Menus can be powerful tools in classes, giving students ample flexibility and a sense of control over their work while keeping things on-track in the class overall. The menu approach works well for homework assignments, where students can choose source material from a list of pre-vetted texts. It also works for assignments, where students choose the product they create from a list of recommended options that each meet the expectations of that assignment. The idea of ordering off-menu applies here, too: Particularly creative, motivated, or engaged students can suggest project approaches or readings that aren’t on the list but that still adhere to the spirit of the work. And just like the foodies I mentioned, they feel special, empowered, and extra. Who wouldn’t want that for students?

A while ago, I mentioned making learning personal. I want to make a quick note about “personalized” learning. It’s quite the rage in ed-tech circles. Last I heard, the Gates Foundation was eager to pour their resources into the salvation promised by “personalized” learning. Lest we forget, “personalization” is the tech industry’s name for targeted advertising aimed to influence individual behaviors through subtle nudging. If we use personalized learning today, students are primed for personalized ads tomorrow. I know I don’t want to be complicit in that scheme. My rule of thumb is to let students, not systems, do the personalizing.

Educational Maxim #2: There is no such thing as a standard student.

Saving Education with Empathy

These days, it seems we try to automate everything, all the way down to both grading and writing student essays. (No, ChatGPT did not write this talk.) Silicon Valley, assuming all of its banks don’t fail, will keep looking for ways to algorithmically solve all our problems. And, for some reason, the tech industry often sees education as a problem in need of solving. Indeed, they’ve been “finding solutions” for decades. (For a great review of how technology has long claimed—but never managed—to be the salvation of education, check out Teaching Machines by Audrey Watters.) It turns out computers won’t replace teachers any time soon because students don’t get content from teachers—they get support.
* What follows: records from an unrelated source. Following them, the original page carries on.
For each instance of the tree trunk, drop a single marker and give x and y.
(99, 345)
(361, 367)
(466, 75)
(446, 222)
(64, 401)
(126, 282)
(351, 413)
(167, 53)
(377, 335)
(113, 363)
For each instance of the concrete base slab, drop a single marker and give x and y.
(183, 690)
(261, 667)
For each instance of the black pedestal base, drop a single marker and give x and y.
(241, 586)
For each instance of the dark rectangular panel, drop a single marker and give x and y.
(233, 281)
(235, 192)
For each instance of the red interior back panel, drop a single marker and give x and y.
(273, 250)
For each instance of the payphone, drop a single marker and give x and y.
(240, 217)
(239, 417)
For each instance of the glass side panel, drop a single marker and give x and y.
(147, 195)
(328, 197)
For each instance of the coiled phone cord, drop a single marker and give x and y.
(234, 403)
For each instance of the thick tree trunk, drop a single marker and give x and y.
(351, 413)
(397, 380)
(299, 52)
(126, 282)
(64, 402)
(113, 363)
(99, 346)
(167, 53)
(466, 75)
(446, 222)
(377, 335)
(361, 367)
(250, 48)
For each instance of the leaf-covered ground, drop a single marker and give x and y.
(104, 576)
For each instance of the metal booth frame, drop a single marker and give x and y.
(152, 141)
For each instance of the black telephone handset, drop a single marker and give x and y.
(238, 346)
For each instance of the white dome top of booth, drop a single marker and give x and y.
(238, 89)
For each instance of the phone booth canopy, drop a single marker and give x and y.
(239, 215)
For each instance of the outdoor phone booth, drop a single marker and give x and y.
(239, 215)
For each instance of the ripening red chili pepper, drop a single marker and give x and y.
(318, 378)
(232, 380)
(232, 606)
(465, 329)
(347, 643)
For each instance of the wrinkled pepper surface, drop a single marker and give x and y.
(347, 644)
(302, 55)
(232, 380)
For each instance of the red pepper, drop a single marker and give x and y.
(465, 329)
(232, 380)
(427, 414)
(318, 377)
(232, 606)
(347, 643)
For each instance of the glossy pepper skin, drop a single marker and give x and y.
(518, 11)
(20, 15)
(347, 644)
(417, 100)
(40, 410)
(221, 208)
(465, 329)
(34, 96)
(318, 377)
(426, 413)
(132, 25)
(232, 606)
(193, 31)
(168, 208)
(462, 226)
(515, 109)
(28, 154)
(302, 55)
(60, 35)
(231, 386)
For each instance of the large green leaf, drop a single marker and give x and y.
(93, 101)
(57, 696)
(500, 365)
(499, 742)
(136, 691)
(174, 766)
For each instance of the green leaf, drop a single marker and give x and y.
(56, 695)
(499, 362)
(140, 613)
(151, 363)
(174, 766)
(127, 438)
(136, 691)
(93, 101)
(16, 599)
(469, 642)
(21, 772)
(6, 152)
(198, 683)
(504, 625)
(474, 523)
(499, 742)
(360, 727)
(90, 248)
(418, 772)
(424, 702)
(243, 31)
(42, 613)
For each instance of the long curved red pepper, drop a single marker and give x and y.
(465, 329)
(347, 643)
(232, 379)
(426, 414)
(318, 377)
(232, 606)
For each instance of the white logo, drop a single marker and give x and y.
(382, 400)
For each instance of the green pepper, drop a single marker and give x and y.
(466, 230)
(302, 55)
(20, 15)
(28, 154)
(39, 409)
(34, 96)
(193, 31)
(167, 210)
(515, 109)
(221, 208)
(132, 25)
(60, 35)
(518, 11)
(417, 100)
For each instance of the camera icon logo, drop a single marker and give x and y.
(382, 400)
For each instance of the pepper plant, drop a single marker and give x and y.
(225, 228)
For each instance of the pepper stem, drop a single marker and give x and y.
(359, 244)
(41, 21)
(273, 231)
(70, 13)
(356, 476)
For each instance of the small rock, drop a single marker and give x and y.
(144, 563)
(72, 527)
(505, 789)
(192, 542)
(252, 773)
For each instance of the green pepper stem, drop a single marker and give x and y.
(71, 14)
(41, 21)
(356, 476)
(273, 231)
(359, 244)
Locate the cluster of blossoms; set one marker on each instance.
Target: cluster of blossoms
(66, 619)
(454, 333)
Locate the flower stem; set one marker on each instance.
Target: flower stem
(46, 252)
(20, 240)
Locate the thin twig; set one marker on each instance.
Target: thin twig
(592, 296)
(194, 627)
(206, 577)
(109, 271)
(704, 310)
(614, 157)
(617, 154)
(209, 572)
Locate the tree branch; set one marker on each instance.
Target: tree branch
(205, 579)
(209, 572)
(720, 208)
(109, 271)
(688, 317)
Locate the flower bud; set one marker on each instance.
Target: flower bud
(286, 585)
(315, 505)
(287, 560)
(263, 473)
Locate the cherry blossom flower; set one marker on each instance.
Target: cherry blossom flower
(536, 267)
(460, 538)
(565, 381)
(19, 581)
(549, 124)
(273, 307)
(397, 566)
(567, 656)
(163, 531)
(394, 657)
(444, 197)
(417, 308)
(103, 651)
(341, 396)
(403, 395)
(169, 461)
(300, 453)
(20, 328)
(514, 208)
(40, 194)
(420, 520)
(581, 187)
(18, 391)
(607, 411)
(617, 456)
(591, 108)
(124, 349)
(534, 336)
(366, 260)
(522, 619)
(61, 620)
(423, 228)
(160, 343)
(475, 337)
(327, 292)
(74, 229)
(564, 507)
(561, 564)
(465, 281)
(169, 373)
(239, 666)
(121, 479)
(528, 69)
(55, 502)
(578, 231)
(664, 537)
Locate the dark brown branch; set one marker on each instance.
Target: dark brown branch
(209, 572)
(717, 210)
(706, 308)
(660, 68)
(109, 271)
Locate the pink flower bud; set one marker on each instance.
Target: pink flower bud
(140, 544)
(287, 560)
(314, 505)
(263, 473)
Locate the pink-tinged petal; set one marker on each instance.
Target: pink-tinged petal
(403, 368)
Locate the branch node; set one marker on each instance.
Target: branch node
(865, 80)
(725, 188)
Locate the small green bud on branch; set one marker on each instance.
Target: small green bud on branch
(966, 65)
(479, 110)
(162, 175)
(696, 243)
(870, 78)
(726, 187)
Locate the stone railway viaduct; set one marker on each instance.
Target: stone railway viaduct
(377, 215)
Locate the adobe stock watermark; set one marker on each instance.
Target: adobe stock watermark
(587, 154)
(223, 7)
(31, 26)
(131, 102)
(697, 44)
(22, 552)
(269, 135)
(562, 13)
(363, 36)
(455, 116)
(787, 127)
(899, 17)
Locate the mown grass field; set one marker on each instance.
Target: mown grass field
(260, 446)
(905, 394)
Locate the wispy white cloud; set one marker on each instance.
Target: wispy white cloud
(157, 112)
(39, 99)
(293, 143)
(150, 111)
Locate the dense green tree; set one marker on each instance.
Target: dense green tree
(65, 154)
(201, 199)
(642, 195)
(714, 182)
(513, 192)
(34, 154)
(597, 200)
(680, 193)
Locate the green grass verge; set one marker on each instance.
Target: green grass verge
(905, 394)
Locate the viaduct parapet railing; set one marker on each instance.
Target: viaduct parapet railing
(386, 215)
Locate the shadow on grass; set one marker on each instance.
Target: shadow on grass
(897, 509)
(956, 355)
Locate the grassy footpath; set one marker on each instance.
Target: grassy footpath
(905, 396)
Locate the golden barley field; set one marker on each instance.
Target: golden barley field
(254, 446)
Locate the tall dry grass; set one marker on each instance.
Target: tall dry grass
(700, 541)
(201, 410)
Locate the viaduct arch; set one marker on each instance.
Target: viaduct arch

Wisdom. Empathy.

If we want to stay relevant, help students, and, hell, save our society, we need to emphasize the humanity of the humanities. We need to focus on human connection—specifically, the connections we lost long before COVID taught us how to “pivot” like some pedagogical snow-globe ballerina. Remembering those two educational maxims—all learning takes place in physical spaces, and there is no such thing as a standard student—can help guide our praxis to preserve the critical human bonds of education.

Take the time to connect with students, meeting them where they are—not just intellectually, but physically and emotionally as well. Check in with their needs, with your feelings, and with the spaces you each occupy. Remember—always remember—that we’re all human. We can engage with material and with one another in deep and meaningful ways, but only when we have the capacity for empathy.

Education exists to help students become better versions of themselves. We want students to become life-long learners driven by genuine curiosity and the desire to construct meaningful knowledge. That all happens in real, physical spaces alongside real, embodied emotions. To face these challenges, we need to listen deeply to what students tell us. Only then can we connect with learners to help shape their futures—and save ours.